I fear that view becoming common. And I fear it not just because it is inaccurate, but because Christian intellectuals and scholars have a vital role to play in the church.
Let’s dispense with the fiction that being educated or being an intellectual indicates any sort of secular bent or ungodliness. This whole view forgets the Christian church was actually a seat of learning in a time long past. Christian scholarship has produced an inordinate amount of work of great value. Much of import was written, copied, and preserved in monasteries and abbeys. Great Christian thinkers and writers have made advances in all sorts of fields.

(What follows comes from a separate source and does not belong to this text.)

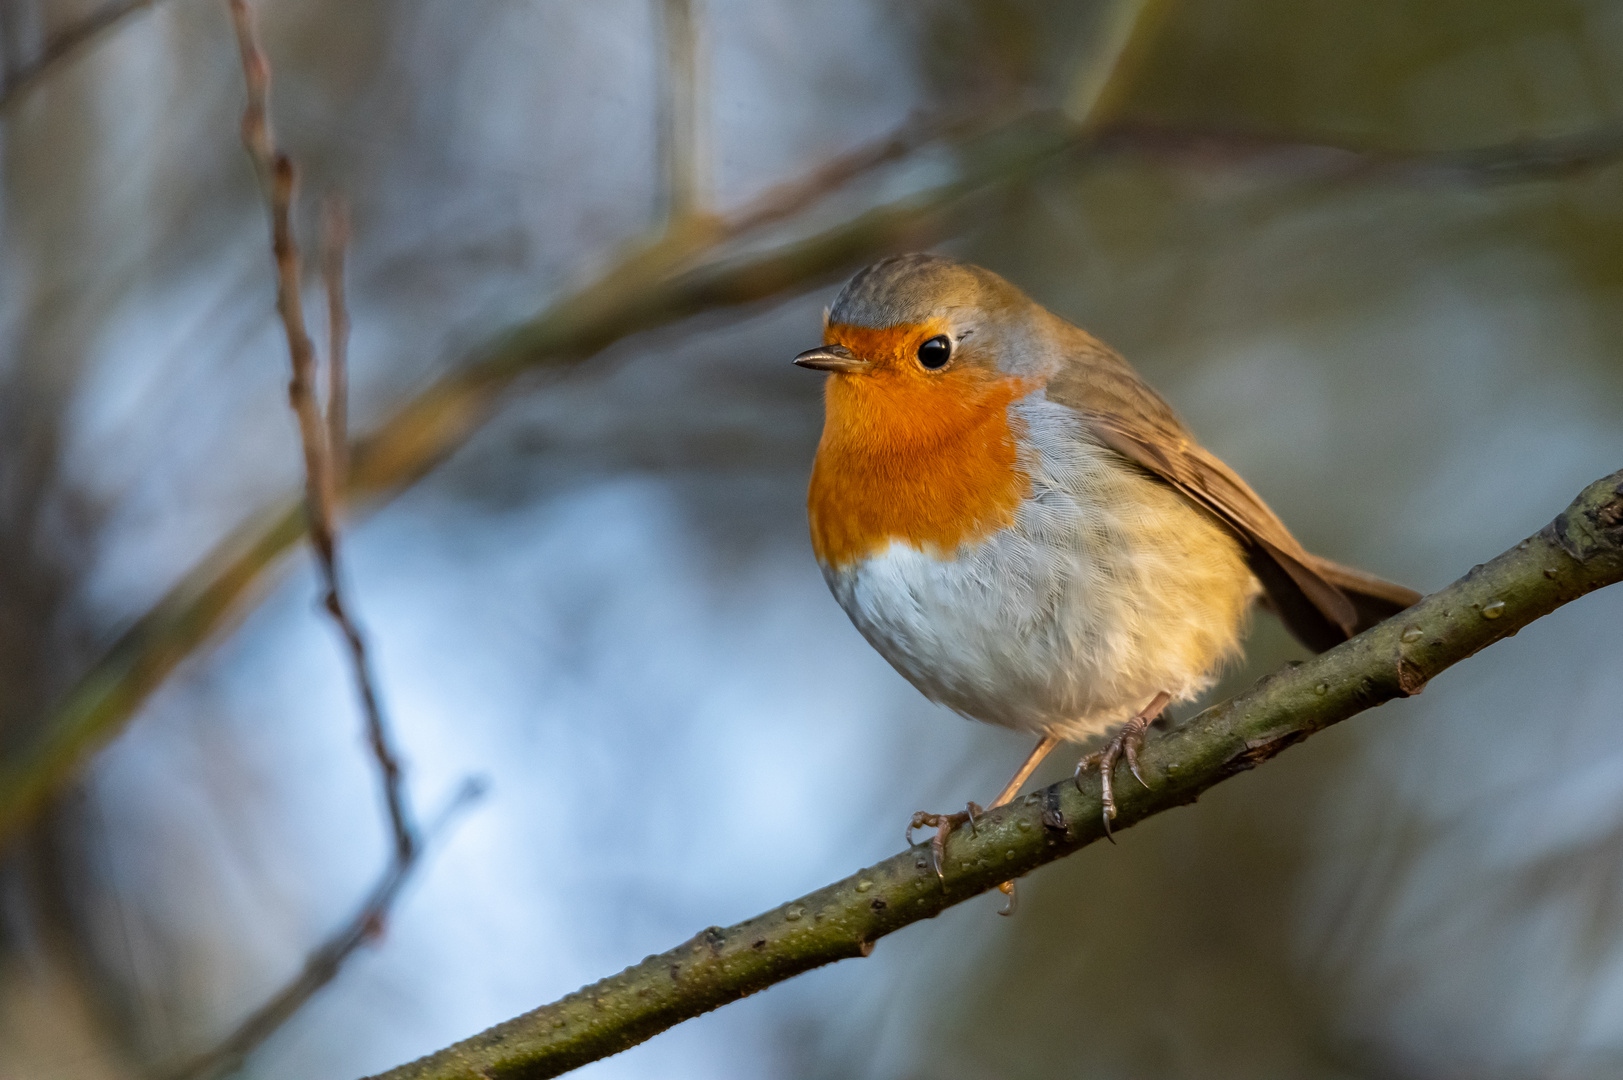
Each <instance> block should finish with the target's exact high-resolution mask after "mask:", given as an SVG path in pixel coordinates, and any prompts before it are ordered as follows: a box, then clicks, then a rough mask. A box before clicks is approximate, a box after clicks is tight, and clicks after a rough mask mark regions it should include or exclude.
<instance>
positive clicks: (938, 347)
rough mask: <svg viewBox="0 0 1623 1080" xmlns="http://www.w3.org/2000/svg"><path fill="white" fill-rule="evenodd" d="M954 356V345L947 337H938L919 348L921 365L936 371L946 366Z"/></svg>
mask: <svg viewBox="0 0 1623 1080" xmlns="http://www.w3.org/2000/svg"><path fill="white" fill-rule="evenodd" d="M951 356H953V343H951V341H948V338H946V335H936V336H933V338H930V339H928V341H925V343H923V344H922V346H919V364H922V365H923V367H928V369H930V370H935V369H938V367H941V365H943V364H946V361H948V359H949V357H951Z"/></svg>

And while it’s true that reason, analysis, and intelligence are not to be conflated with godly wisdom or the wisdom that the Holy Spirit imparts, neither is it true that they stand in opposition to each other. A person can be both profoundly learned and a devoted believer; one does not cancel out the other. As for the argument that “indoctrination” and exposure to secular learning can tempt or sway Christians from the faith, my response is now – and has always been – that yes, I am sure it can happen. Believers can be tempted away from the faith by all manner of things, I suppose. But that is a faith issue at the core, not one that we can simply blame on reading too many books. To decide that “learning = secularism” is a wide leap to make from such a premise.
It’s important to me that we recognize this, because the Christian intellectual has a profound role to play in the church.
Scholars can help illuminate the Word of God in wondrous news ways. They can guide us to deeper and clearer understandings, or help us see a familiar Scripture in a bright new light. They minister with their work: consider the linguists and language scholars who labor over translations to bring the Word of God to everyone in their own languages. Consider those who make new discoveries to the glory of God, who research cures for diseases or share poetry and literature that moves the heart.
Maybe just as importantly, scholars carry with them a set of tools vital to God’s people. They are taught to think clearly, to analyze, to call out dishonesty and obfuscation and falsehood. To be a scholar and a Christian is to insist on the truth, to resist others whose dissembling would hide it, to ask and answer difficult questions. We work out thorny issues of interpretation, we strive for clarity in our speech and our words, we strive to hold others accountable. We notice inconsistencies, incoherences, contradictions, and examine them. This matters to church life.
One need not be an intellectual to be a Christian, of course. God’s love and grace, praise Him, do not depend on one’s intellectual ability. But one can be an intellectual and a devoted believer in Christ, and if we dismiss that we lose something of value within the church. God gave us all a varied set of skills and abilities: it’s important that we use them all , excluding none, for His glory.